Hale’nin ailesi için en iyi tanım: Dışarıdan mükemmel görünen bir aile ama içeriden ise çürümüş bir insanlar topluluğu olur. Akşam annesi odasına gittiğinde odanın kapısı kilitliydi bunu fark ettiniz mi? Hale’nin odasının kapısı hep kitliymiş sizce de biraz garip değil mi? Herkes bazen odasının kapısını kitler ama sürekli kilitlemek bana biraz garip geldi.

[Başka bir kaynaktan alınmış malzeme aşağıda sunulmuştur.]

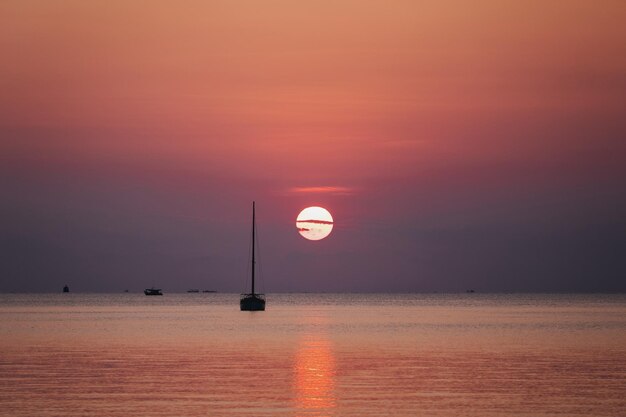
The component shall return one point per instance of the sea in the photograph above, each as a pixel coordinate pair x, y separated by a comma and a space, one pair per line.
196, 354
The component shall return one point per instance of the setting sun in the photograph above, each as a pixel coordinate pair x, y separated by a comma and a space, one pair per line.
314, 223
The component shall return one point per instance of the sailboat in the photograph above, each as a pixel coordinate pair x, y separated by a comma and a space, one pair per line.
252, 301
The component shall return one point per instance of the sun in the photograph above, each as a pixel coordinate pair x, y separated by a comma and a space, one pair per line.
314, 223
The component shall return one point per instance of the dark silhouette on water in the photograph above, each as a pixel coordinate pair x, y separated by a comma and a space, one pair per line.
252, 301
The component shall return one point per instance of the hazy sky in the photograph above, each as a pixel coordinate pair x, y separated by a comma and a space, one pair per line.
457, 144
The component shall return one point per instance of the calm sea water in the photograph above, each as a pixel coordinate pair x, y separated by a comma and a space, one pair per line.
313, 355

Hale adama karşı çok büyük bir nefret besliyor anne ise gösteriş dolu hayatından oldukça memnun kızını nankörlükle suçlayıp “Sana babanın yapmadığı babalığı yaptı” diyerek Hale’yi tam olarak çileden çıkardı. Hale’nin cevabı daha da merak uyandırıcı “Ben babamın neden bizi terk ettiğini de biliyorum” ve anne donup kaldıktan sonra hırsla kızına bu hırsın sebebini sorduğunda aynada gözleri dolan, ağlamamak için kendini tutan ve sessiz kalan Hale ile ben bazı şeylerden şüpheleniyorum ama bunu size açıklamak için biraz erken. Ayrıca şurada çok kısa bir dipnot geçmem lazım, Hale bildiğiniz zengin aile kızlarından değil. “Çalışır kendimize bakardık!” lafının arkasında zenginliğinin arkasına sığınmış, basit, hayatı modadan ibaret gören bir genç değil,o.  Hale oldukça merak uyandırıcı ve İpek bu rolü oldukça iyi yansıttı oyunculuğunu ben beğendim AŞK 101’den sonra geliştirmeye devam etmiş kendini.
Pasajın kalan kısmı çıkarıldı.